Week in Review & Preview:
Just when you thought the market couldn't get any higher, it went full "Top Gun: Maverick" and soared to new altitudes. The S&P 500 and Nasdaq both hit record highs this week, fueled by a potent cocktail of AI enthusiasm and unwavering faith in a September rate cut. As we head into a pivotal week with the Fed's policy decision on deck, the market is holding its breath, hoping the central bank doesn't eject them from this thrilling ride.
Last Week's Market Review
The market put on a show this week, with the S&P 500 and Nasdaq looking like they were directed by Christopher Nolan—complex, thrilling, and reaching for the stars. The S&P 500 closed the week at a stunning 6,584.29, marking a 1.79% weekly gain and setting a new record. Bitcoin, not to be outdone, rallied to close near $116,000, its strongest performance in three weeks, fueled by a surge in ETF inflows. Meanwhile, the 10-year Treasury yield held steady around 4.06%, a sign that while investors are optimistic, they're still keeping a close eye on the Fed's next move. It was a week of impressive gains, but like any good blockbuster, it left us with a cliffhanger for the sequel: the Fed's decision next week.

News Headlines & Market Impacts
Oracle and OpenAI Sign Historic $300 Billion Cloud Deal (September 9): Oracle sent shockwaves through the tech world by announcing a monumental $300 billion cloud computing deal with OpenAI. This landmark agreement, one of the largest in history, positions Oracle as a major player in the AI infrastructure boom. The news sent Oracle's stock soaring and underscored the immense capital investment flowing into artificial intelligence, boosting sentiment across the entire tech sector.
Paramount Skydance Prepares Bid for Warner Bros.
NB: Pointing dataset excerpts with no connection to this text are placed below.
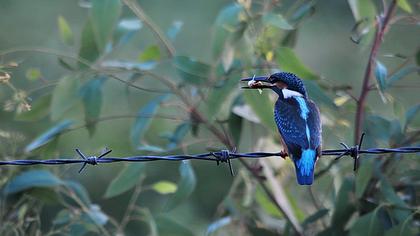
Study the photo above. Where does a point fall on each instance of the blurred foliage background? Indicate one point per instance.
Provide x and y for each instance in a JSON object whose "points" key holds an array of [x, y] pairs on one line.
{"points": [[162, 77]]}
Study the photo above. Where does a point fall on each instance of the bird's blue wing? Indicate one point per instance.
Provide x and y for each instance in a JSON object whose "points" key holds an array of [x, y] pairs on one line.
{"points": [[314, 122], [290, 125]]}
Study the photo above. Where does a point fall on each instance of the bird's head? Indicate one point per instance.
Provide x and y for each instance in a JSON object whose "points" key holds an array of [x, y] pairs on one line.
{"points": [[280, 80]]}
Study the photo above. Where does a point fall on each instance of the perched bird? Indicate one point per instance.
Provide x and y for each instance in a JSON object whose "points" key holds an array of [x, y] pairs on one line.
{"points": [[298, 121]]}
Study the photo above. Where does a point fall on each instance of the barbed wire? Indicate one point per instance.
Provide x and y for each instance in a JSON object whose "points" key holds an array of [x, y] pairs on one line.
{"points": [[223, 156]]}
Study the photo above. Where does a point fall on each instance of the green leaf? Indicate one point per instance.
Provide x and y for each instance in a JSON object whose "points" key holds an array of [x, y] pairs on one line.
{"points": [[66, 34], [104, 16], [343, 206], [91, 94], [380, 74], [402, 73], [315, 216], [391, 196], [96, 215], [125, 180], [89, 49], [31, 179], [363, 176], [180, 132], [266, 204], [79, 191], [167, 226], [276, 20], [143, 120], [191, 70], [186, 186], [221, 97], [226, 25], [317, 94], [362, 9], [164, 187], [289, 62], [64, 96], [48, 135], [40, 109], [367, 224], [219, 223], [263, 107], [411, 113], [235, 127], [174, 29], [33, 74], [151, 53], [403, 4]]}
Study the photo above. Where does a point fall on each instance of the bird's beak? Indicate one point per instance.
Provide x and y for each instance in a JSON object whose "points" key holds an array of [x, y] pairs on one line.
{"points": [[260, 82]]}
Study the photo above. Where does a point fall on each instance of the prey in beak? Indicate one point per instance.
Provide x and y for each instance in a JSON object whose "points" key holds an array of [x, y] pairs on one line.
{"points": [[260, 82]]}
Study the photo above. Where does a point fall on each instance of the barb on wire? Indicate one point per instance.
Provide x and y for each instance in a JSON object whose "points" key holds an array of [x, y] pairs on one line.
{"points": [[219, 157]]}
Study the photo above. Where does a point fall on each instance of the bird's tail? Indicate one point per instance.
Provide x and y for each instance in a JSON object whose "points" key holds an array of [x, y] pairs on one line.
{"points": [[305, 167]]}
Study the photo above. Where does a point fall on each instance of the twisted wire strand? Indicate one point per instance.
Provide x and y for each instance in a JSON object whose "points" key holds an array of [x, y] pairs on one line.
{"points": [[219, 156]]}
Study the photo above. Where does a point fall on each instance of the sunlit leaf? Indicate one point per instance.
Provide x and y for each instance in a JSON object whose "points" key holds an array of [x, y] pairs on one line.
{"points": [[403, 4], [343, 206], [91, 94], [125, 180], [227, 23], [66, 34], [380, 74], [39, 109], [89, 49], [143, 120], [167, 226], [402, 73], [221, 97], [151, 53], [216, 225], [288, 61], [191, 70], [48, 135], [306, 9], [129, 65], [173, 31], [391, 196], [164, 187], [411, 113], [31, 179], [97, 215], [363, 176], [276, 20], [104, 15], [64, 96], [180, 132], [267, 205], [235, 127], [186, 186], [362, 9], [316, 216], [80, 191], [33, 74], [318, 95], [262, 106]]}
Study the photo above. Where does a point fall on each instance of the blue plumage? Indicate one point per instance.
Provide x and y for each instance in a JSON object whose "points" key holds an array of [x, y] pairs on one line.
{"points": [[298, 122]]}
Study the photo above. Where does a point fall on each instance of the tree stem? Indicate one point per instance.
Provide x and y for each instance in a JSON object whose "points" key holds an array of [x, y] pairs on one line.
{"points": [[381, 28]]}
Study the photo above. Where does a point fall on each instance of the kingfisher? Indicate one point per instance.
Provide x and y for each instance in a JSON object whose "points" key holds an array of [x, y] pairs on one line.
{"points": [[297, 119]]}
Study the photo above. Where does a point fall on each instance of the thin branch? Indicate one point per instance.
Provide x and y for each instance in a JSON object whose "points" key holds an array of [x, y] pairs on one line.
{"points": [[138, 11], [381, 28]]}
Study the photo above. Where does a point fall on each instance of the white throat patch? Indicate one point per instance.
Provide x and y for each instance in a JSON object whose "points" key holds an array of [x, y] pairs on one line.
{"points": [[290, 93]]}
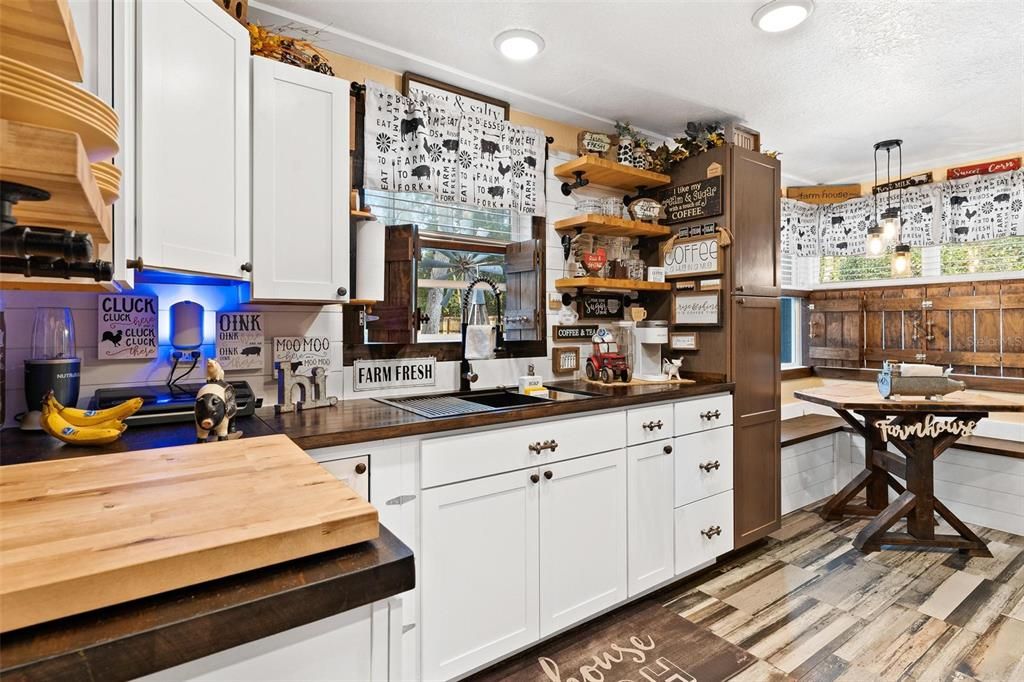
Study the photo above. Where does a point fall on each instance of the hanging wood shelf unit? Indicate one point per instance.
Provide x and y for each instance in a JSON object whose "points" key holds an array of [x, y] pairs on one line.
{"points": [[611, 285], [610, 225], [601, 172]]}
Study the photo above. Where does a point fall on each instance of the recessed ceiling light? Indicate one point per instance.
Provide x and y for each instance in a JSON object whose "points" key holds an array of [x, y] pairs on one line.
{"points": [[782, 14], [519, 44]]}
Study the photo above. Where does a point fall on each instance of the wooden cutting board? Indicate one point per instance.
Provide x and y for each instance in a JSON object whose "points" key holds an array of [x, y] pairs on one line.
{"points": [[82, 534]]}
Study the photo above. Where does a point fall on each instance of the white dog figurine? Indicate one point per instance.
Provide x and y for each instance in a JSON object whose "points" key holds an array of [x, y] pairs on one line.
{"points": [[672, 367]]}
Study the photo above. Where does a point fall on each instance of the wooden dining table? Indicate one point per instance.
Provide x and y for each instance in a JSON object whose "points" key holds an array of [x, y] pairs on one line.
{"points": [[920, 430]]}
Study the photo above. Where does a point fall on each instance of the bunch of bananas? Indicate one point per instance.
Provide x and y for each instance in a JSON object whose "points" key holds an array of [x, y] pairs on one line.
{"points": [[86, 427]]}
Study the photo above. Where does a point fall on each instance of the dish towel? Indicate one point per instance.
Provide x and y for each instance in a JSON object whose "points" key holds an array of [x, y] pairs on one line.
{"points": [[478, 343]]}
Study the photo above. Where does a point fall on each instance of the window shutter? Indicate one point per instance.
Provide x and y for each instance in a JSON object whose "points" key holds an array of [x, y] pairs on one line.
{"points": [[524, 291], [397, 315]]}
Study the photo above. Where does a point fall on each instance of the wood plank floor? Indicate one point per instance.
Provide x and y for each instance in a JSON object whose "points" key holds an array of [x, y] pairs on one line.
{"points": [[809, 606]]}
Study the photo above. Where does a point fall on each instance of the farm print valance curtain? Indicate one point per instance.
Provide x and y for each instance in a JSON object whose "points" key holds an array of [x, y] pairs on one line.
{"points": [[427, 146]]}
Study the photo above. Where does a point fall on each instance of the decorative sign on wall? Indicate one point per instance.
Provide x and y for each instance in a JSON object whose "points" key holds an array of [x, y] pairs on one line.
{"points": [[823, 194], [396, 373], [573, 332], [465, 101], [240, 340], [691, 256], [564, 360], [903, 183], [692, 202], [309, 350], [598, 306], [697, 308], [683, 341], [126, 327], [983, 169]]}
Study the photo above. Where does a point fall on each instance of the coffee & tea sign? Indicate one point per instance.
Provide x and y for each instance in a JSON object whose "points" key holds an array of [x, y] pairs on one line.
{"points": [[240, 340], [126, 327]]}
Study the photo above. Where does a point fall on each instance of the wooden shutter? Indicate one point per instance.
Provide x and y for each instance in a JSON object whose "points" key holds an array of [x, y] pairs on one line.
{"points": [[397, 315], [524, 293]]}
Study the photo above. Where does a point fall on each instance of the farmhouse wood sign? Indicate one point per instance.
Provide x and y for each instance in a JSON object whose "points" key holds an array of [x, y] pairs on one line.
{"points": [[691, 256], [697, 308], [692, 202]]}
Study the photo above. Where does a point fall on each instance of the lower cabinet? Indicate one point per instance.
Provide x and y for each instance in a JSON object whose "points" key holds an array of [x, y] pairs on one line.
{"points": [[516, 556], [650, 515]]}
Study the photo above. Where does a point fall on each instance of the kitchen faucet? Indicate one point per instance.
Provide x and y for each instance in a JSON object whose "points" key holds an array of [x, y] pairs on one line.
{"points": [[466, 374]]}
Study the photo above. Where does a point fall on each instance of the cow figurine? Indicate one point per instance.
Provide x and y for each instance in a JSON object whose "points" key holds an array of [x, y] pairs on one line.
{"points": [[215, 406]]}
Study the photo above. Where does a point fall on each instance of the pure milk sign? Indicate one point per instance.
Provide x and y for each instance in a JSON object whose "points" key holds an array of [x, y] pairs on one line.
{"points": [[240, 340], [126, 327]]}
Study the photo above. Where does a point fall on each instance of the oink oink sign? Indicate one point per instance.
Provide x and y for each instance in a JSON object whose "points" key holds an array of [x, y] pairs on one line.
{"points": [[126, 327], [240, 340], [400, 373]]}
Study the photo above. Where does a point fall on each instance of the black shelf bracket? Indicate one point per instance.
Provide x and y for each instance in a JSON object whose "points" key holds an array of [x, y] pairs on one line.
{"points": [[581, 181]]}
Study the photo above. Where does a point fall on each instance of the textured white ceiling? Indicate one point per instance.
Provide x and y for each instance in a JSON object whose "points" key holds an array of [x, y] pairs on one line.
{"points": [[947, 76]]}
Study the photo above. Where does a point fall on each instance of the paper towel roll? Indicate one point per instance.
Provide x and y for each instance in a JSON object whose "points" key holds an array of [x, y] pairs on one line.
{"points": [[370, 260]]}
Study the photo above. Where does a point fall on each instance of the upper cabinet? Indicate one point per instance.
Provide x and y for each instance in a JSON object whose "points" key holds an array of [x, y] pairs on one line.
{"points": [[193, 154], [300, 182]]}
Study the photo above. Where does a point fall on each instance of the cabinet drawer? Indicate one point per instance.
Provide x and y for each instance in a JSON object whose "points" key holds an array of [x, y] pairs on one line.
{"points": [[704, 465], [647, 424], [704, 531], [468, 456], [704, 414]]}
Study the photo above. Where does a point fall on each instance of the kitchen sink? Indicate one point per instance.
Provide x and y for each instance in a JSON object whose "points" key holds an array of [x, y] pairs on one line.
{"points": [[439, 406]]}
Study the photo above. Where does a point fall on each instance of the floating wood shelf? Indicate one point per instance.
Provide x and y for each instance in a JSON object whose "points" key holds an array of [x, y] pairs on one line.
{"points": [[41, 33], [606, 224], [604, 173], [54, 161], [617, 285]]}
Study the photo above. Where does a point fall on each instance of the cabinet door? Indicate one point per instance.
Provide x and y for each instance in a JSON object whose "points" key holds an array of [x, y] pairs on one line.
{"points": [[300, 183], [478, 572], [757, 457], [650, 515], [583, 538], [352, 471], [755, 205], [193, 124]]}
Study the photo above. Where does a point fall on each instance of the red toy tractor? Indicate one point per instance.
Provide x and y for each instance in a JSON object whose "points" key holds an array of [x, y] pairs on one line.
{"points": [[606, 361]]}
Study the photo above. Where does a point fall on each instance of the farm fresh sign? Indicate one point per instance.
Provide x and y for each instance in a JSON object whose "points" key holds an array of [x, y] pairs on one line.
{"points": [[126, 327], [240, 340]]}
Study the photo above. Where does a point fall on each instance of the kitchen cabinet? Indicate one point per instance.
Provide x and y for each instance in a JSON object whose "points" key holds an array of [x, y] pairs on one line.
{"points": [[193, 138], [479, 571], [583, 538], [650, 515], [300, 184]]}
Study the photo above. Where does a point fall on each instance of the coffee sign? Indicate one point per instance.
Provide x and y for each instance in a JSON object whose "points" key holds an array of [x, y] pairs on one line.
{"points": [[240, 340], [126, 327], [692, 202]]}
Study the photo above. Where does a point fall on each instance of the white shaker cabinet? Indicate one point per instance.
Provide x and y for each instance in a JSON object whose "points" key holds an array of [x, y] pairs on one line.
{"points": [[478, 571], [193, 140], [583, 538], [300, 183]]}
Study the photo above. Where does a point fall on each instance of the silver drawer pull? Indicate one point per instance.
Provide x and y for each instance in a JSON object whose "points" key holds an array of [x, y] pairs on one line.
{"points": [[538, 448], [712, 531]]}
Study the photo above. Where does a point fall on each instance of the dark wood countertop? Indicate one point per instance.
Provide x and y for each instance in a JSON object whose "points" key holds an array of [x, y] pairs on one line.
{"points": [[147, 635]]}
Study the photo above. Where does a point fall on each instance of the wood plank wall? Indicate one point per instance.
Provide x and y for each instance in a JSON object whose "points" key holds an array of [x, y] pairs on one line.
{"points": [[976, 327]]}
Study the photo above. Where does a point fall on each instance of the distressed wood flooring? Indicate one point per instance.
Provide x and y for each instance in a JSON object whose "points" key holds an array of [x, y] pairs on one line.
{"points": [[809, 606]]}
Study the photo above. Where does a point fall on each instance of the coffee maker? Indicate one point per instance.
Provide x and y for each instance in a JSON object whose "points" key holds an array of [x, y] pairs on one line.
{"points": [[52, 365]]}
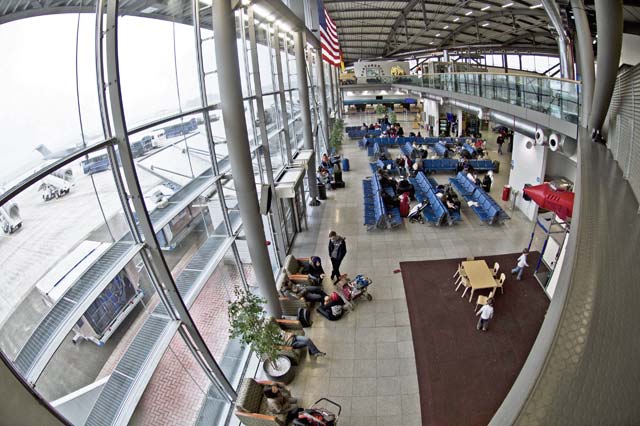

Discovery (September 11): In a move that could reshape the media landscape, Paramount Skydance announced it is preparing a bid to acquire Warner Bros. Discovery. The news caused Warner Bros. Discovery's stock to spike by an astonishing 29% in intraday trading. This potential mega-merger signals a new wave of consolidation in the entertainment industry, as major players seek to scale up to compete in the streaming wars.
Synopsys Stock Plummets on Earnings Miss (September 9): Chip design software firm Synopsys saw its stock plummet 34% after reporting disappointing third-quarter earnings. The company missed both revenue and earnings-per-share estimates, citing weakness in its Design IP business and the impact of ongoing US-China trade tensions. This sharp decline served as a stark reminder of the geopolitical risks and supply chain vulnerabilities facing the semiconductor industry.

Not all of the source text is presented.